Il a, en outre, affirmé que « En l’absence de disposition législative ou réglementaire contraire et bien que, pour l’exercice du contrôle de légalité, le représentant de l’Etat peut demander des pièces complémentaires et présenter un recours gracieux qui, d’ailleurs, ne revêt pas le caractère d’un recours préalable obligatoire et s’exerce dans les conditions de droit commun, les actes réglementaires pris par les communes, les départements, les régions et les établissements publics de coopération intercommunale ne peuvent être retirés à la demande du préfet, s’ils sont illégaux, que dans un délai de quatre mois après qu’ils ont été pris. ».

 

Autrement dit, l’exercice d’un recours gracieux de la part du préfet ne suspend pas le délai de quatre mois dans lequel s’inscrit le retrait des actes réglementaires.
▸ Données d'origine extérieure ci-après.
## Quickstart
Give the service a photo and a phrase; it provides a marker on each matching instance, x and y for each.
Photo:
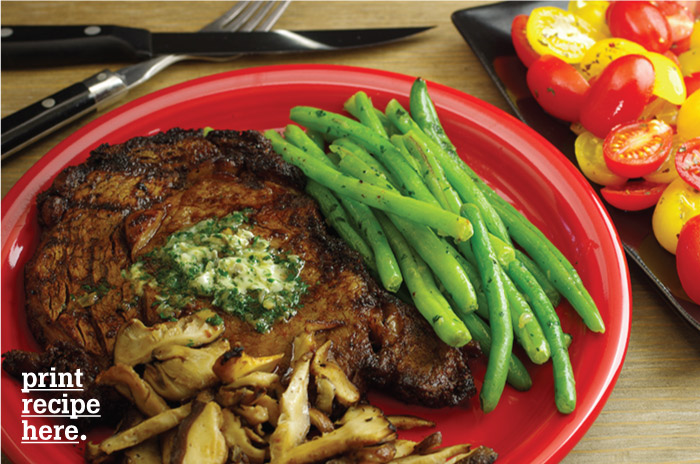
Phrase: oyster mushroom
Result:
(199, 437)
(135, 342)
(361, 425)
(182, 371)
(127, 382)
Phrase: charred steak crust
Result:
(98, 217)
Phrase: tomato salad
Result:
(626, 75)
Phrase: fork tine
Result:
(272, 19)
(227, 17)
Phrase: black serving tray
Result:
(487, 31)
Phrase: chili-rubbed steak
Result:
(123, 204)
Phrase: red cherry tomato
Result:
(633, 195)
(680, 19)
(640, 22)
(688, 258)
(522, 47)
(638, 148)
(557, 86)
(688, 162)
(692, 83)
(618, 95)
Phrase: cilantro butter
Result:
(223, 260)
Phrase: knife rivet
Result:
(92, 30)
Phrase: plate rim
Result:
(15, 196)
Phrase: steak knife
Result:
(101, 90)
(39, 46)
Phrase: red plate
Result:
(515, 160)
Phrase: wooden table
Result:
(653, 414)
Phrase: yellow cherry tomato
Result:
(593, 12)
(688, 122)
(677, 205)
(589, 155)
(690, 61)
(695, 35)
(660, 109)
(667, 172)
(668, 80)
(603, 52)
(553, 31)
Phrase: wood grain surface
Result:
(652, 415)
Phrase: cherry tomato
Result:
(688, 258)
(666, 173)
(634, 195)
(688, 122)
(589, 156)
(638, 148)
(604, 52)
(522, 47)
(618, 95)
(640, 22)
(679, 18)
(677, 205)
(553, 31)
(557, 86)
(692, 83)
(688, 162)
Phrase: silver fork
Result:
(104, 88)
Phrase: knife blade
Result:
(38, 46)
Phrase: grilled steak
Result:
(101, 216)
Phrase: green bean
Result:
(436, 252)
(335, 214)
(564, 383)
(409, 182)
(431, 304)
(560, 272)
(552, 293)
(431, 167)
(499, 313)
(365, 111)
(365, 221)
(526, 327)
(518, 377)
(461, 182)
(410, 208)
(424, 113)
(351, 107)
(355, 149)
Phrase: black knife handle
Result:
(27, 125)
(34, 46)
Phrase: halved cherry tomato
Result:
(634, 195)
(677, 205)
(640, 22)
(666, 173)
(618, 95)
(638, 148)
(679, 18)
(557, 86)
(688, 162)
(553, 31)
(688, 258)
(522, 47)
(589, 156)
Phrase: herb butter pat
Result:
(221, 259)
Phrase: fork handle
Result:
(45, 46)
(27, 125)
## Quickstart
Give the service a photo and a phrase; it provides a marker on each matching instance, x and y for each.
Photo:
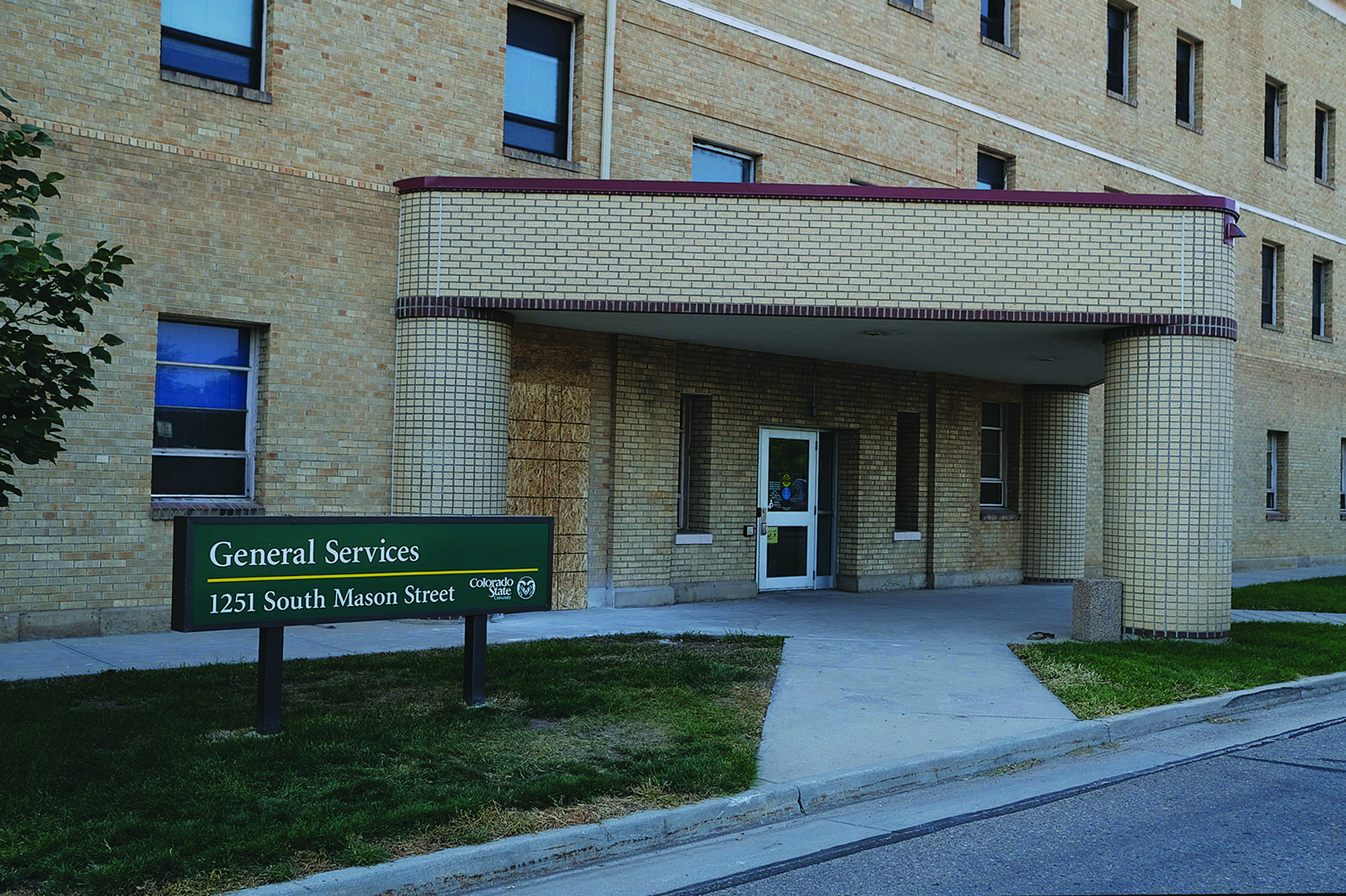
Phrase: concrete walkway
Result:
(868, 684)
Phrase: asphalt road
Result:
(1267, 818)
(1247, 803)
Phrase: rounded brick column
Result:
(452, 414)
(1056, 476)
(1167, 521)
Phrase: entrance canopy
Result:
(1010, 287)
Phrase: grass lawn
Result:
(153, 782)
(1326, 595)
(1105, 678)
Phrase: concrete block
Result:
(1096, 613)
(58, 623)
(699, 591)
(650, 596)
(134, 621)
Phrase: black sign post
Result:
(271, 656)
(474, 660)
(269, 572)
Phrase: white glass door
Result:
(788, 509)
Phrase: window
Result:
(722, 165)
(1324, 128)
(995, 22)
(1273, 138)
(693, 488)
(538, 83)
(1322, 311)
(913, 6)
(993, 455)
(205, 382)
(1276, 443)
(1271, 284)
(220, 41)
(908, 473)
(1186, 81)
(994, 171)
(1120, 52)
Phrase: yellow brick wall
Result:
(814, 252)
(282, 216)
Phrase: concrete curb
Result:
(516, 857)
(1144, 721)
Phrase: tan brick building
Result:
(710, 283)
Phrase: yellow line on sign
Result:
(423, 572)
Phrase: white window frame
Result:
(747, 161)
(564, 128)
(1001, 437)
(253, 52)
(1007, 11)
(1277, 443)
(248, 453)
(1272, 472)
(1128, 32)
(1007, 169)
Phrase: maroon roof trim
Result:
(818, 191)
(1127, 323)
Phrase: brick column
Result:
(452, 414)
(1056, 474)
(1167, 480)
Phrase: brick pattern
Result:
(1167, 478)
(282, 216)
(1056, 474)
(824, 253)
(550, 441)
(450, 435)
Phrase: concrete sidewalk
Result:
(875, 692)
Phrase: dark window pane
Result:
(1268, 284)
(1118, 50)
(212, 429)
(202, 343)
(1271, 123)
(538, 66)
(1319, 283)
(201, 388)
(535, 138)
(1183, 111)
(720, 167)
(994, 21)
(209, 62)
(991, 173)
(1320, 144)
(213, 477)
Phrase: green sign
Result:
(299, 571)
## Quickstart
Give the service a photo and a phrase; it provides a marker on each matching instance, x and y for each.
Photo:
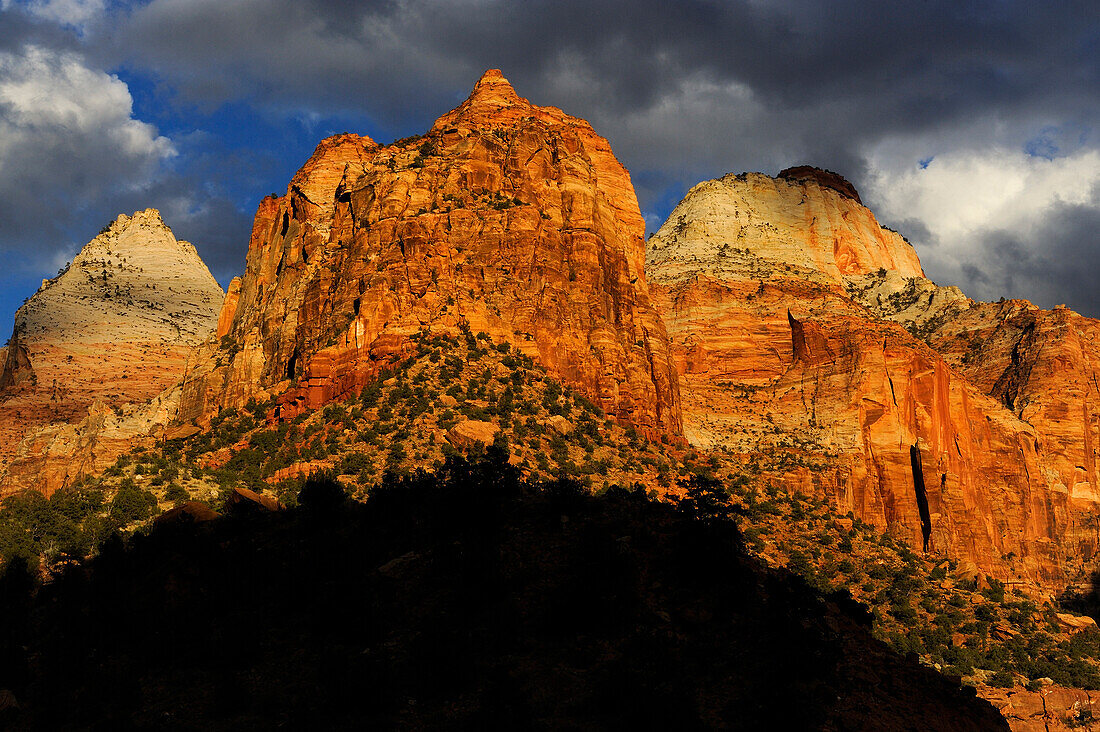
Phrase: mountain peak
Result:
(494, 86)
(491, 96)
(822, 177)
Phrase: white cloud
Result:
(68, 142)
(960, 204)
(75, 13)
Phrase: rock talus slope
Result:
(506, 218)
(794, 317)
(95, 346)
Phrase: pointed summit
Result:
(493, 88)
(492, 100)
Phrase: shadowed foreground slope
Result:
(465, 601)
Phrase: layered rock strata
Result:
(97, 345)
(794, 321)
(507, 218)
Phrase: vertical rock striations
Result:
(796, 324)
(112, 329)
(506, 218)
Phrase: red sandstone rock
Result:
(507, 218)
(94, 346)
(778, 327)
(470, 433)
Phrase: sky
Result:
(969, 127)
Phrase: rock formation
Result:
(506, 218)
(794, 317)
(96, 346)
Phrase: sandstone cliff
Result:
(97, 345)
(506, 218)
(778, 296)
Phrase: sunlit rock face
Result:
(108, 334)
(507, 218)
(802, 328)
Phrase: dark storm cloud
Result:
(1055, 263)
(898, 66)
(683, 90)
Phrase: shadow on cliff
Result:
(468, 600)
(1084, 600)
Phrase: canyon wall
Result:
(507, 218)
(95, 347)
(807, 336)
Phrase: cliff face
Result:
(784, 304)
(509, 218)
(110, 332)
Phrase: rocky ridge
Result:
(794, 320)
(507, 218)
(94, 349)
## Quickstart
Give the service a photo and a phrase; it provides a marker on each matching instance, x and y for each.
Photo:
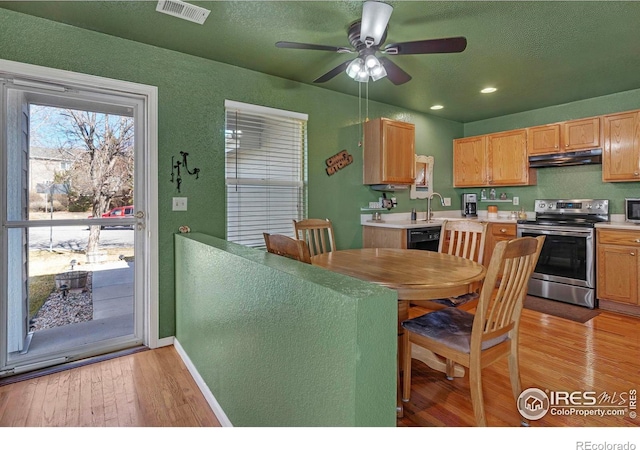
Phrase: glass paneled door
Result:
(73, 223)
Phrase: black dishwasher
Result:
(423, 238)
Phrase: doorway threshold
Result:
(71, 365)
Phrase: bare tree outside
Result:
(101, 148)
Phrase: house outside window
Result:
(265, 171)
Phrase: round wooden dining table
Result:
(416, 275)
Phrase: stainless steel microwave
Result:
(632, 210)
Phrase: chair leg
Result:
(477, 400)
(450, 369)
(514, 376)
(406, 363)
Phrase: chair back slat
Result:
(317, 233)
(464, 238)
(505, 287)
(282, 245)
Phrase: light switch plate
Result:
(179, 203)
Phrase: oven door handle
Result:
(587, 235)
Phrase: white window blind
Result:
(265, 171)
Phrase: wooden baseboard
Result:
(622, 308)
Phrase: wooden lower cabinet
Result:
(618, 268)
(497, 232)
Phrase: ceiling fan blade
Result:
(332, 73)
(301, 46)
(444, 45)
(395, 74)
(375, 18)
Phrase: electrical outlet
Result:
(179, 203)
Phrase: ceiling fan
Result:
(367, 37)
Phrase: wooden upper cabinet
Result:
(580, 134)
(470, 161)
(389, 152)
(507, 158)
(621, 152)
(543, 140)
(498, 159)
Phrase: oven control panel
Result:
(582, 206)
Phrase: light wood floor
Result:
(601, 355)
(146, 389)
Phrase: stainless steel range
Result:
(566, 267)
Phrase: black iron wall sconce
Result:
(176, 175)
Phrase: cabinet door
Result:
(617, 269)
(581, 134)
(398, 162)
(543, 140)
(508, 164)
(496, 232)
(469, 161)
(621, 153)
(389, 152)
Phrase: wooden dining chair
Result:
(317, 233)
(476, 341)
(282, 245)
(464, 238)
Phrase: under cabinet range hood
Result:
(567, 159)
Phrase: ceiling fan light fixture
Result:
(371, 62)
(375, 17)
(355, 67)
(378, 72)
(362, 76)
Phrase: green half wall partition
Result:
(282, 343)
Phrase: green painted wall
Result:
(565, 182)
(299, 346)
(191, 118)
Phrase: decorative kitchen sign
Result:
(338, 161)
(423, 185)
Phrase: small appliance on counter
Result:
(469, 205)
(632, 210)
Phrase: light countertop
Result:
(402, 220)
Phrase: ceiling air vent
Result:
(183, 10)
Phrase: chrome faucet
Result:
(429, 212)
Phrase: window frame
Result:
(245, 225)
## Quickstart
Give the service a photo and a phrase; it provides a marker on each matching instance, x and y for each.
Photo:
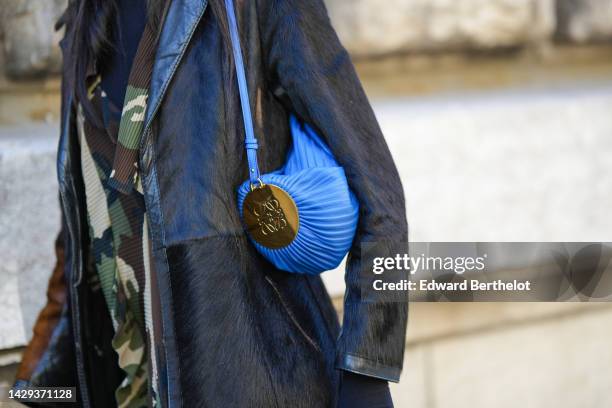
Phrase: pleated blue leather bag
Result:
(302, 217)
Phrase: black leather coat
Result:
(236, 331)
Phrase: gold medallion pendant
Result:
(271, 216)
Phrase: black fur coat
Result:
(236, 331)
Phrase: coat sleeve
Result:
(304, 57)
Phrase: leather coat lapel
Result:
(180, 23)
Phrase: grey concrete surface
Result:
(516, 165)
(535, 359)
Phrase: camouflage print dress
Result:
(117, 220)
(120, 249)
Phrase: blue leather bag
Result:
(302, 217)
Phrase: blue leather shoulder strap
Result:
(250, 141)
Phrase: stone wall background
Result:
(519, 149)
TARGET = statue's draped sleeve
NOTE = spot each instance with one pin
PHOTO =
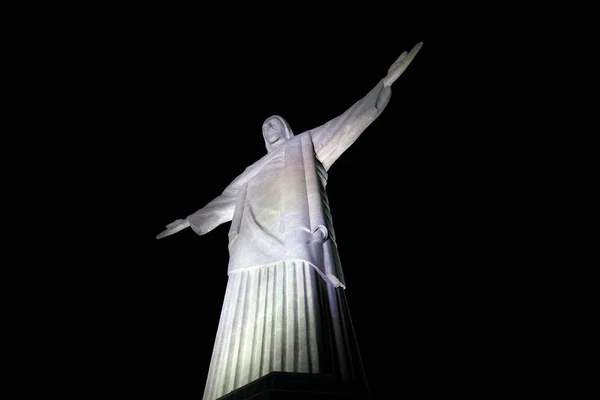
(336, 136)
(220, 209)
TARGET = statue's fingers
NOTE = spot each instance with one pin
(415, 50)
(164, 233)
(398, 61)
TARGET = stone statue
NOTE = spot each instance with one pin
(284, 307)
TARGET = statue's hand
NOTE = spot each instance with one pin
(174, 227)
(400, 65)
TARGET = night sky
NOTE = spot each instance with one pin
(167, 106)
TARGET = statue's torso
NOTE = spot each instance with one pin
(281, 213)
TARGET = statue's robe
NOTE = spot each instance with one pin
(284, 309)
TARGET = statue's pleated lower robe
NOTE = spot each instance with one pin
(284, 308)
(281, 317)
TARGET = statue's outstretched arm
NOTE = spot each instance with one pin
(336, 136)
(218, 211)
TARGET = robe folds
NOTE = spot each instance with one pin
(284, 308)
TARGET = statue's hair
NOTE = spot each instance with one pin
(288, 131)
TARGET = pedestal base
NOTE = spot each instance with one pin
(297, 386)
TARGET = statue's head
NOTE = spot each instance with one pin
(275, 132)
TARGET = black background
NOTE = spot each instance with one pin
(156, 108)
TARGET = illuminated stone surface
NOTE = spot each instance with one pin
(284, 307)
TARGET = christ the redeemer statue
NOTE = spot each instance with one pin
(284, 307)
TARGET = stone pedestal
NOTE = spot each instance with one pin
(296, 386)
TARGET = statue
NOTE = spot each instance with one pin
(284, 307)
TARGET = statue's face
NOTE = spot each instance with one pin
(274, 132)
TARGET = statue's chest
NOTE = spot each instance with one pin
(265, 190)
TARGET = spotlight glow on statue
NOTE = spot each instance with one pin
(284, 309)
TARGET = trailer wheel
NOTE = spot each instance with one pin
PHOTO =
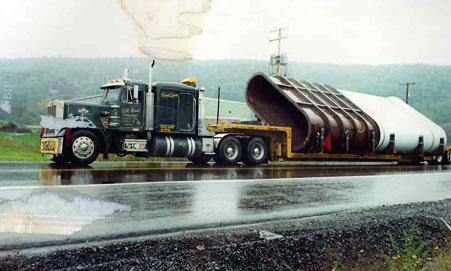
(256, 152)
(84, 147)
(229, 151)
(200, 160)
(446, 157)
Le tribunal administratif d’Orléans a ainsi étendu aux actes réglementaires la décision du Conseil d’Etat se prononçant sur la même question mais portant sur les décisions individuelles créatrices de droit (voir CE, 27 juin 2007, n°300143).

 

Dans ce dossier, le retrait litigieux de la délibération portant sur l’approbation de la modification du PLU avait été effectué plus de quatre mois après l’édiction de cette délibération, et ce même si le préfet avait formé un recours gracieux par courrier du 6 février 2017, et n’était au surplus pas justifié par un motif d’illégalité. Le Tribunal administratif d’Orléans a donc décidé de l’annuler.

 

Ce jugement a été classé en C+ démontrant ainsi son importance.

 

Succès du cabinet, annulation d’une délibération retirant la modification simplifiée du plan local d’urbanisme de la commune de Vernou-sur-Brenne

 

 

Maître BENOIT, Avocat spécialiste en droit public à TOURS (37), conseille et assiste tous ses clients confrontés à des difficultés liées au droit de l’urbanisme, à des permis de construire, déclarations préalables de travaux, permis de démolir, plan local d’urbanisme, plan d’occupation des sols, droit de préemption…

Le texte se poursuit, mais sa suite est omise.